Police have distributed informational fliers to banks, to the stores that sell the prepaid cards, and to the senior center at the Dundee Township Park District, Pilarski said.
Officials also posted the information onto the village's website.
Two crimes occurred this month and one in January.
Someone claiming to be from an attorney's office called a 20-year-old Carpentersville woman Saturday and told her she owed $700 on an old case, police said. Panicked, the woman put $700 on a prepaid card and sent it in.
Last week, a 60-year-old Carpentersville man was told he'd won a $2.5 million lottery in California and a new Mercedes-Benz, but he'd first have to pay taxes on all of it. He put $1,500 on a prepaid card and sent it to the scammer, police said.

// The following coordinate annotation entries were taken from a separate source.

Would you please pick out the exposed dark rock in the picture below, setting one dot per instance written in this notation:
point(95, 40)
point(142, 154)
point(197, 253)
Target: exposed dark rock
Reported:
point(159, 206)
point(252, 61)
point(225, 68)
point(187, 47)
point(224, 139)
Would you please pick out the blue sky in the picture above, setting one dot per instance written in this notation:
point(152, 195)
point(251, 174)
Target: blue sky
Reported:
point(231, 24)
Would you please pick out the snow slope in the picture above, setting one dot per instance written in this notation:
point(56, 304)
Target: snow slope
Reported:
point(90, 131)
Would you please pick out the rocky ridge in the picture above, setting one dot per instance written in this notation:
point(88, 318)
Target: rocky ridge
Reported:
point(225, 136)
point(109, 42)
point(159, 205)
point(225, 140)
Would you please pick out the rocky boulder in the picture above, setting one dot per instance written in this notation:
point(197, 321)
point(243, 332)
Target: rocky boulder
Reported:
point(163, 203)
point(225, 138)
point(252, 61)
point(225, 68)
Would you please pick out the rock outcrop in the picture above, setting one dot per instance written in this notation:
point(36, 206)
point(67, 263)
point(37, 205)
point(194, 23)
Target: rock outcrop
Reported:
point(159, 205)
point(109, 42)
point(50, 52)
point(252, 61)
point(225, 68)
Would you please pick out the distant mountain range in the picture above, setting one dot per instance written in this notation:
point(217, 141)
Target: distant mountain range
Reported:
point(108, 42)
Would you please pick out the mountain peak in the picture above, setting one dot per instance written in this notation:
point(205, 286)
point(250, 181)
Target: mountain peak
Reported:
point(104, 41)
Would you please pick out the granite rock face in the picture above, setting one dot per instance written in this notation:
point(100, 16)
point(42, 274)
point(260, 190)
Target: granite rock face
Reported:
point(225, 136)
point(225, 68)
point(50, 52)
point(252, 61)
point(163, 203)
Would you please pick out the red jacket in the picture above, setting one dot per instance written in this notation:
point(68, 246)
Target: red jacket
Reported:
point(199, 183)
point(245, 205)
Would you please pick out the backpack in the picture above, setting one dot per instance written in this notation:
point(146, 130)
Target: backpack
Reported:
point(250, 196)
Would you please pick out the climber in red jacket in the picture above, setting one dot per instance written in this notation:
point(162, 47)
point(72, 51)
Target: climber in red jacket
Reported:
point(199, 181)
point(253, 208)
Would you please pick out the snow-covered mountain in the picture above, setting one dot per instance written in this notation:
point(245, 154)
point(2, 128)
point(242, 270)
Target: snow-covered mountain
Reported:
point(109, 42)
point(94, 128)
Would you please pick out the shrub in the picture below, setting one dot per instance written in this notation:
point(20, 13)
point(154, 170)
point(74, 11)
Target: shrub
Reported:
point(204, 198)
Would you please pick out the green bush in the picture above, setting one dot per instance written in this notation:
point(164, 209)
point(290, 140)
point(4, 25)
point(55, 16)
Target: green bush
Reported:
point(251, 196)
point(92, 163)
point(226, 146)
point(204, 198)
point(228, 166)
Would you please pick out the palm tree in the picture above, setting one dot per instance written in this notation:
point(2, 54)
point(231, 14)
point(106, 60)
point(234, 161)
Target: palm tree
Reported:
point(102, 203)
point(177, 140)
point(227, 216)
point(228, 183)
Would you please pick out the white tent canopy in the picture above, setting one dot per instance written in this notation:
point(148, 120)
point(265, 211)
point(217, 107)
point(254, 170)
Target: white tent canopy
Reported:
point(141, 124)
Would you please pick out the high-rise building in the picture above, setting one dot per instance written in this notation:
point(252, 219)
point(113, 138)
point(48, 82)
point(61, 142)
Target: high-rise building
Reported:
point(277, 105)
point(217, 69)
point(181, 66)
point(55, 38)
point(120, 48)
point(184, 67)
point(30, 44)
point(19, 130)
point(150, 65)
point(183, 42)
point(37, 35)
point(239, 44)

A 67-year-old Carpentersville woman was scammed out of $15,000 in January after someone called to tell her she'd won a $1 million sweepstakes but needed to pay $15,000 in fees before getting her winnings. After she sent the money on a prepaid card, the scammers told her they needed another $15,000. She attempted to take money out of her bank account but the teller became suspicious and called police.
"Once people get money out of somebody they tend to know that they're very trusting and they'll go back and try to get money out of them again," Pilarski said. "Unfortunately, it seems once people get older they get more trusting."
Police recommend the following to avoid a scam:
• Tell the person to take the fees out of your winnings. If they persist and say they can't do so, it's a scam.
• Tell the person you will pay the taxes on a car they said you won when the vehicle arrives. If they insist on money upfront, it is a scam.
• Know that a legitimate bill collector won't threaten to call police or other authorities.
• Do not use a wire service or a prepaid debit card to send money.
• Don't be too trusting. "If it sounds too good to be true, it is," Pilarski said.